With both the market and user skill lists prepared, we can now define and execute the core logic of the `Gap Analyst`. The function will be simple, robust, and efficient, using Python sets to perform the comparison.

In [8]:
def find_skill_gaps(market_skills, user_skills):
    """
    Compares market skills with user skills to find the gaps.
    """
    # Normalize inputs and convert to sets for efficient difference calculation
    market_set = {skill.lower().strip() for skill in market_skills}
    user_set = {skill.lower().strip() for skill in user_skills}
    
    # Calculate the skills that are in the market set but not in the user's set
    gap_set = market_set.difference(user_set)
    
    # Return as a sorted list for consistent and readable output
    return sorted(list(gap_set))


skill_gaps = find_skill_gaps(market_skills_list, user_skills_list)

print(f"\n--- Analysis Complete ---")
print(f"Target Role: '{target_category}'")
print(f"Total Market Skills in Benchmark: {len(market_skills_list)}")
print(f"User's Current Skills: {len(user_skills_list)}")
print(f"---------------------------------")
print(f"\nIdentified {len(skill_gaps)} Skill Gaps to focus on:")


for skill in skill_gaps:
    print(f"- {skill.title()}")


--- Analysis Complete ---
Target Role: 'Software Engineering'
Total Market Skills in Benchmark: 30
User's Current Skills: 12
---------------------------------

Identified 25 Skill Gaps to focus on:
- Agile Methodologies
- Angularjs
- C
- C#
- C++
- Catapult
- Code Review
- Collaboration
- Css
- Go
- Javascript
- Leadership
- Machine Learning
- Objective C
- Perl
- Problem Solving
- Rtl
- Shell
- Software Design
- Stratus
- Systemc
- Unit Testing
- Unix
- Vivado
- Vp9


## 6. Conclusion and Modularization

This development notebook successfully achieved its objectives.

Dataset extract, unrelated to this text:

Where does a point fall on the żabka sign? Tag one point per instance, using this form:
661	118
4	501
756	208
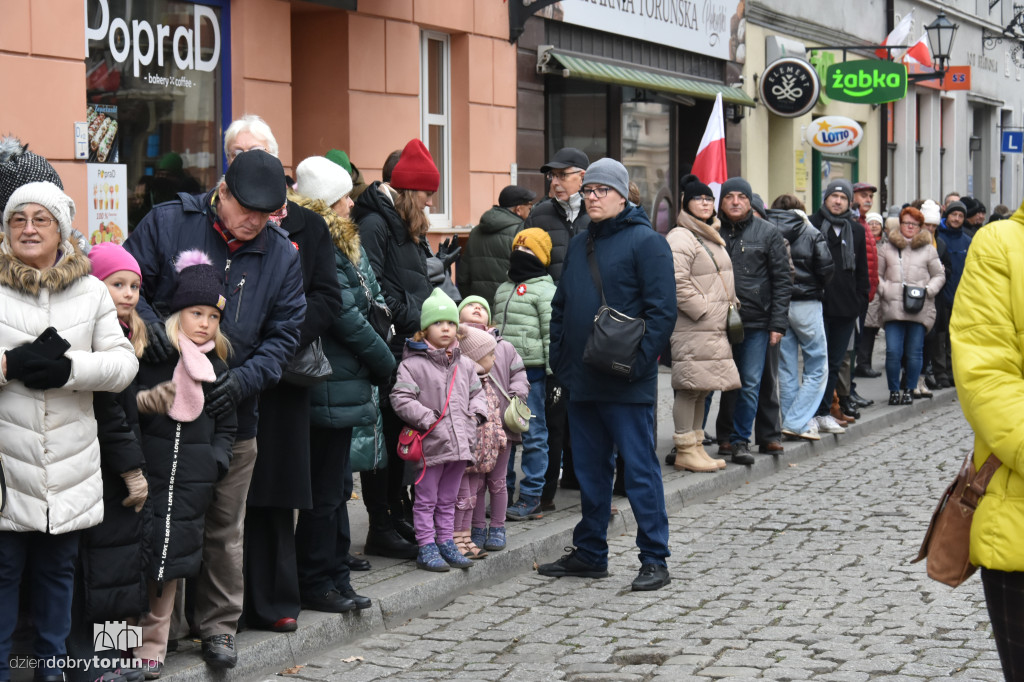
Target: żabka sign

We have:

1.  **Developed `get_top_skills_by_category`**: A sophisticated function was defined and tested directly within this notebook, creating a dynamic skill benchmark using an advanced semantic normalization pipeline.
2.  **Developed `find_skill_gaps`**: The core logic for the `Gap Analyst` agent was defined and validated, accurately identifying missing skills.

### Next Step: Creating the Application Modules

With the core logic for Phase 2 now validated, the final step is to create the permanent application modules. **These new `.py` files will be created with the final, validated code developed within this notebook.**

-   **`src/core/skill_processing.py`**: This file will contain the `get_top_skills_by_category` function, including the complete semantic normalization pipeline.
-   **`src/agents/gap_analyst.py`**: This file will contain the `find_skill_gaps` function, which forms the core logic of our second agent.

This action cleanly separates our experimental and development work (this notebook) from our final, organized application code (the `.py` modules).